Title: Gene Sequence Homology of Chemokines Across Species

Author
item LABRESH, JOANNA - ST PAUL, MN
item STEFFENS, CARRIE - ST PAUL, MN
item BALDWIN, CYNTHIA - U MASS, AMHERST MA
item Lunney, Joan

Submitted to: Meeting Abstract
Publication Type: Abstract Only
Publication Acceptance Date: 9/12/2007
Publication Date: 12/2/2007
Citation: Labresh, J.W., Steffens, C.S., Baldwin, C., Lunney, J.K. 2007. Gene Sequence Homology of Chemokines Across Species. In:R. Ellis Ed., Proceedings of the Conference of Research Workers in Animal Diseases (CRWAD) Meeting.
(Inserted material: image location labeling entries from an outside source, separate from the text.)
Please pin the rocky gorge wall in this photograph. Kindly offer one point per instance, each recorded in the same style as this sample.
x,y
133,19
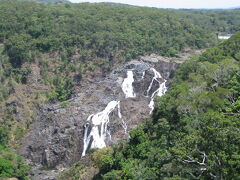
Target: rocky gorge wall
x,y
100,115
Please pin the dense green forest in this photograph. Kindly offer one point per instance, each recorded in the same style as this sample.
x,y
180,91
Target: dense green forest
x,y
194,130
66,42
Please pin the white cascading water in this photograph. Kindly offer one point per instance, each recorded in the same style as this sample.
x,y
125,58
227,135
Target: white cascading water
x,y
127,86
159,92
99,129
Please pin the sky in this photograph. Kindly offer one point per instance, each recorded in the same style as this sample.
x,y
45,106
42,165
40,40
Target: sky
x,y
174,3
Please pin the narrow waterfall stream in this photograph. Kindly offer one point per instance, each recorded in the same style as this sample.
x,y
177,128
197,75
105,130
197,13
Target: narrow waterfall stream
x,y
127,86
99,129
158,92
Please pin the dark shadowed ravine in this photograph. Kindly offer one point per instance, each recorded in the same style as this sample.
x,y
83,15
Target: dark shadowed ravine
x,y
100,115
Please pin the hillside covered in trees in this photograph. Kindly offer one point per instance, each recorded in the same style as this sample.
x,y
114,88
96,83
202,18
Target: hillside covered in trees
x,y
66,42
194,131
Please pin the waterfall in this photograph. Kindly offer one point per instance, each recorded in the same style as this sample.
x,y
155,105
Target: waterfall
x,y
159,92
99,129
127,86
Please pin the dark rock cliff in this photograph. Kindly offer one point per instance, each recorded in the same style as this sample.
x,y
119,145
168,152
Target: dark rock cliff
x,y
55,140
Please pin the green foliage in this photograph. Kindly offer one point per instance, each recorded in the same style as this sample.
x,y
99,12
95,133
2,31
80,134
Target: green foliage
x,y
194,130
64,104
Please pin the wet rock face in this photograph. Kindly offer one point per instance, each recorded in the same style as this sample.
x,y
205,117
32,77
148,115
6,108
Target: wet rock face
x,y
56,139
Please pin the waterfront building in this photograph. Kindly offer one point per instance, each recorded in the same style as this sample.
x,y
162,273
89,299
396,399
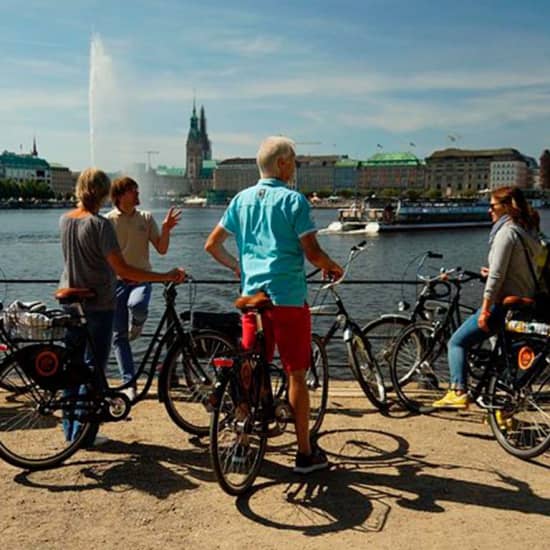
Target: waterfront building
x,y
399,171
509,172
198,150
455,172
63,180
315,173
346,175
234,174
25,167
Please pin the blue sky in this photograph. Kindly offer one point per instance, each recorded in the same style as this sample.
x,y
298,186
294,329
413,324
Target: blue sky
x,y
336,76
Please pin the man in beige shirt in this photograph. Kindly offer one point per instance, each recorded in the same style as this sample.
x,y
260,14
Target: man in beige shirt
x,y
135,229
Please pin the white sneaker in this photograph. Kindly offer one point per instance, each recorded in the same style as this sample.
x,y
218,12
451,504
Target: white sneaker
x,y
130,393
134,331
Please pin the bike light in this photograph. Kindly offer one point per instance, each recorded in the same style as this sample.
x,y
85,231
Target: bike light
x,y
223,362
526,356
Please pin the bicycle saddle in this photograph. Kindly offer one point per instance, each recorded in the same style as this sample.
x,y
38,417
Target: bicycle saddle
x,y
518,302
259,301
72,295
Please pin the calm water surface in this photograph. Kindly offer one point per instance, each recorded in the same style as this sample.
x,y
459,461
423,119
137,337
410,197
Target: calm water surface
x,y
30,249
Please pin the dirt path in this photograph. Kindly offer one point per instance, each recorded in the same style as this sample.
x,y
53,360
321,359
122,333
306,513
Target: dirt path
x,y
395,483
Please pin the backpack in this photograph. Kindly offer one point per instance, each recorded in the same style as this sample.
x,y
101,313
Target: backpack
x,y
541,275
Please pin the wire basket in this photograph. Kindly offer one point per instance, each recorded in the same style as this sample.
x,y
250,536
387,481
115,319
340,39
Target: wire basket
x,y
22,324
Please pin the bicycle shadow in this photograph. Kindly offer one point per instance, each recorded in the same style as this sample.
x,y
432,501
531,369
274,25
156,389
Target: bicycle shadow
x,y
374,474
157,470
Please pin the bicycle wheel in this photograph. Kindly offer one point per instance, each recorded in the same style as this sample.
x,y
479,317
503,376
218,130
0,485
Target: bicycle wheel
x,y
31,419
188,377
366,369
317,383
419,370
520,419
382,334
237,442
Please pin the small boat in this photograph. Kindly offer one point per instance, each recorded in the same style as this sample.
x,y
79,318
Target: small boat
x,y
410,215
194,202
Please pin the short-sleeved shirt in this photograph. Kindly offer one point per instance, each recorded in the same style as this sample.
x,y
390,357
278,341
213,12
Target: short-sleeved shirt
x,y
268,220
86,243
134,233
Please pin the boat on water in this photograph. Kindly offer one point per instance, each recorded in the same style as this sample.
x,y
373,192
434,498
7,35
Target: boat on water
x,y
194,202
410,215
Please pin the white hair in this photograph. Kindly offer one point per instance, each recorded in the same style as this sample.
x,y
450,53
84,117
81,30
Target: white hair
x,y
271,149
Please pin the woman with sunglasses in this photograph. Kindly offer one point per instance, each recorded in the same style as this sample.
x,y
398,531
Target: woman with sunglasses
x,y
514,233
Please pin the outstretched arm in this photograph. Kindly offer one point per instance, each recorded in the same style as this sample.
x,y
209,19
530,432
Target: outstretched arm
x,y
126,271
170,221
215,246
318,257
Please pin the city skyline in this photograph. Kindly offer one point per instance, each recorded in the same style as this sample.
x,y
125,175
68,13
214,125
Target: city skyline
x,y
353,78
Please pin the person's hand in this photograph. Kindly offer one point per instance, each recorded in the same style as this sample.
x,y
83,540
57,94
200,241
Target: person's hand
x,y
176,275
171,219
483,320
334,273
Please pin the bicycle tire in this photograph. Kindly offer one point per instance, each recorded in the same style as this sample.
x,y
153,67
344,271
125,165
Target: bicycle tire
x,y
419,370
232,437
31,434
366,369
188,377
520,419
382,334
317,381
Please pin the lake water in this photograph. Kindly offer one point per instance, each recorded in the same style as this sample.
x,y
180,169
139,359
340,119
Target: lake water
x,y
30,249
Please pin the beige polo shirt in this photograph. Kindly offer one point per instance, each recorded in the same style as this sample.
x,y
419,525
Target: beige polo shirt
x,y
134,233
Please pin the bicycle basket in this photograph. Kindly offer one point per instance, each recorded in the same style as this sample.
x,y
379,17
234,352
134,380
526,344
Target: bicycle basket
x,y
226,323
22,323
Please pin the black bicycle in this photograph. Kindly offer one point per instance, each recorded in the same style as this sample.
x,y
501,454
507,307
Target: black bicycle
x,y
363,362
45,384
431,303
419,370
251,405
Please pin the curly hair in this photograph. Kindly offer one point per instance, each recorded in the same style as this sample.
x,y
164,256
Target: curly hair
x,y
517,207
92,187
120,186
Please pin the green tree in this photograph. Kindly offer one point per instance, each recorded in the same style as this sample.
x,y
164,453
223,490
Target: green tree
x,y
545,169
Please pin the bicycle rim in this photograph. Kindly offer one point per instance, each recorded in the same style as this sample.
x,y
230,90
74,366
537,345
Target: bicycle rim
x,y
382,334
366,371
317,384
236,449
31,421
419,369
189,380
520,420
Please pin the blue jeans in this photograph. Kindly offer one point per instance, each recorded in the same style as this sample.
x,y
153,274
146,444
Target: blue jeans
x,y
464,338
132,305
100,328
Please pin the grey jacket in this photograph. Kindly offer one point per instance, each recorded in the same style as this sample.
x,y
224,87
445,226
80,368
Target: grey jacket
x,y
509,273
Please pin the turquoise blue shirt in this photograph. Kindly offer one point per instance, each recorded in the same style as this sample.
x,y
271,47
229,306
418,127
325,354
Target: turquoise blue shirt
x,y
268,220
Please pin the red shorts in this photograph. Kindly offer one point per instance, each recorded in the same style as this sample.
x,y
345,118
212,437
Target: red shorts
x,y
287,327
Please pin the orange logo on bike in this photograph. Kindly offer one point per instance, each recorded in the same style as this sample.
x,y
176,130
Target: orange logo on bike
x,y
526,356
46,363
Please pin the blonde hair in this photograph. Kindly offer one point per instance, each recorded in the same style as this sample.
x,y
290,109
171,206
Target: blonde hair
x,y
517,207
271,149
92,187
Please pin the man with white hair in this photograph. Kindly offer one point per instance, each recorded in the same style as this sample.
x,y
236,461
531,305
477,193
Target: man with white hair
x,y
274,232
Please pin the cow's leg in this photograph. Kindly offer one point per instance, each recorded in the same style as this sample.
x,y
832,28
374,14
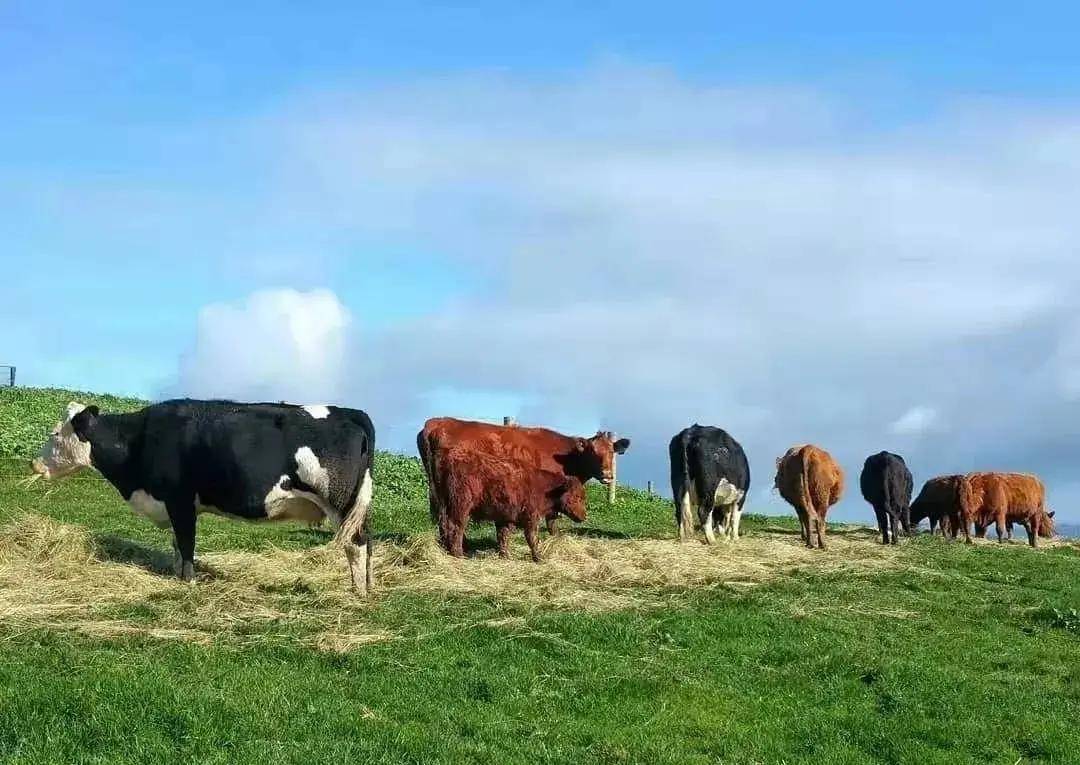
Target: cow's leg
x,y
530,536
356,553
502,532
804,526
736,518
684,517
457,537
882,524
705,515
177,559
183,517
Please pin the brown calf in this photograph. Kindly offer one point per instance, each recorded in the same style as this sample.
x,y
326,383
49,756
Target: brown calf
x,y
504,491
547,450
940,502
1006,498
811,482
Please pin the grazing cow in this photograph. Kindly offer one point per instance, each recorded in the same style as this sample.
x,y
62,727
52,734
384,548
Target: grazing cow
x,y
1006,498
176,459
575,457
505,491
940,502
811,482
710,478
887,485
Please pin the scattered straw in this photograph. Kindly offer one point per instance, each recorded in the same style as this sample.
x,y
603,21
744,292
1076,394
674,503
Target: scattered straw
x,y
57,576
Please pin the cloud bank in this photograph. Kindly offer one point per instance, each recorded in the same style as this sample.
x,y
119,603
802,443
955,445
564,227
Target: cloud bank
x,y
277,345
656,252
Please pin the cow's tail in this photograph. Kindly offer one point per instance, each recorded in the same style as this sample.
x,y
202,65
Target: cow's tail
x,y
807,497
354,533
967,500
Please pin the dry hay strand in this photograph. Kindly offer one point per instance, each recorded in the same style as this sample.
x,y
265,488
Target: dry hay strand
x,y
595,574
54,576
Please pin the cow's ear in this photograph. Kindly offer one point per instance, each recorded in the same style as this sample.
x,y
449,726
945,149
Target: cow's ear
x,y
82,424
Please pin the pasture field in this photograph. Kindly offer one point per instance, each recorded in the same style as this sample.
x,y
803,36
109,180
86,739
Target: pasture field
x,y
623,646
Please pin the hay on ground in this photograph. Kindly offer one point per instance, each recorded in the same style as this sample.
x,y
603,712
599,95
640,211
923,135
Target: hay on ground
x,y
57,576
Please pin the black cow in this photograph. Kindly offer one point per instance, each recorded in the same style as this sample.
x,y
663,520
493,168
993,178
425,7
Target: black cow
x,y
711,474
887,484
253,461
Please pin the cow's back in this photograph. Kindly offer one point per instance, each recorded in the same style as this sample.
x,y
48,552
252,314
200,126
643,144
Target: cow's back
x,y
939,497
712,454
537,446
886,480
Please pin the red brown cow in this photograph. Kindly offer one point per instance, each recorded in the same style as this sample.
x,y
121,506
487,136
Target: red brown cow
x,y
1006,498
504,491
547,450
811,481
940,502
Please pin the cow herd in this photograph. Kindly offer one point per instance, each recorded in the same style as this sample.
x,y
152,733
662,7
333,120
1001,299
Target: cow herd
x,y
176,459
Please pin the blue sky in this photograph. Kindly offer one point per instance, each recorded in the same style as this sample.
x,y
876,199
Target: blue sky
x,y
591,216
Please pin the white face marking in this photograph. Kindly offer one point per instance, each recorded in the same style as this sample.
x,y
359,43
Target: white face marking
x,y
311,471
149,508
63,453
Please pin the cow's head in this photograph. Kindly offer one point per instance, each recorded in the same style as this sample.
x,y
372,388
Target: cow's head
x,y
570,499
595,457
67,448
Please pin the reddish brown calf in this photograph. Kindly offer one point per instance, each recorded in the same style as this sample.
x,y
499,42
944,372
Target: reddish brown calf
x,y
503,491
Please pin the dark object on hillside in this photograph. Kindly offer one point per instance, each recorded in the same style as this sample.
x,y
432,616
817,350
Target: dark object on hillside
x,y
887,485
710,481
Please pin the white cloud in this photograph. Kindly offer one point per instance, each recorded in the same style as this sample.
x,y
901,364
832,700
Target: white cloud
x,y
275,345
916,421
656,252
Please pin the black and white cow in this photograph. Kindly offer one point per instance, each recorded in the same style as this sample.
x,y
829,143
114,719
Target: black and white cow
x,y
176,459
887,485
711,475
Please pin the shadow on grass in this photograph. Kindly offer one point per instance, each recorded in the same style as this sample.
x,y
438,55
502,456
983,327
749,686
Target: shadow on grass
x,y
109,547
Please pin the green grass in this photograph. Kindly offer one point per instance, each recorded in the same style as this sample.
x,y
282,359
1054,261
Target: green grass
x,y
960,655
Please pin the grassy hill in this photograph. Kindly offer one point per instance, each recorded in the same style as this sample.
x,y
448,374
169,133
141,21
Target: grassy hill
x,y
623,646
Blackwell Publishing. p. 107 #79P.

Interpretive Summary:

Technical Abstract: The abundance of expressed gene and protein sequences available in the biological information databases facilitates comparison of protein homologies. A high degree of sequence similarity typically implies homology regarding structure and function and may provide clues to antibody cross-reactivities among species. We compared the predicted soluble portions of chemokine sequences across eight species (human, mouse, rat, canine, feline, bovine, swine, and equine) in order to aid in protein expression and hybridoma production. The chemokine family has approximately 50 small (8-10 kDa) secreted pro-inflammatory activation-inducible cytokines involved in a variety of immune responses, acting primarily as long distance chemoattractants and activators of specific types of leukocytes. The chemokine family is further subdivided into four subfamilies: C; CC; CXC; and CX3C based on the position of conserved cysteine residues involved in intramolecular cysteine bonds. Chemokines were assessed because of their importance in inflammation, disease and stress responses. The lack of species-specific reagents available to veterinary research scientists makes them a prime target for the US Veterinary Immune Reagent Network (www.umass.edu/vetimm/).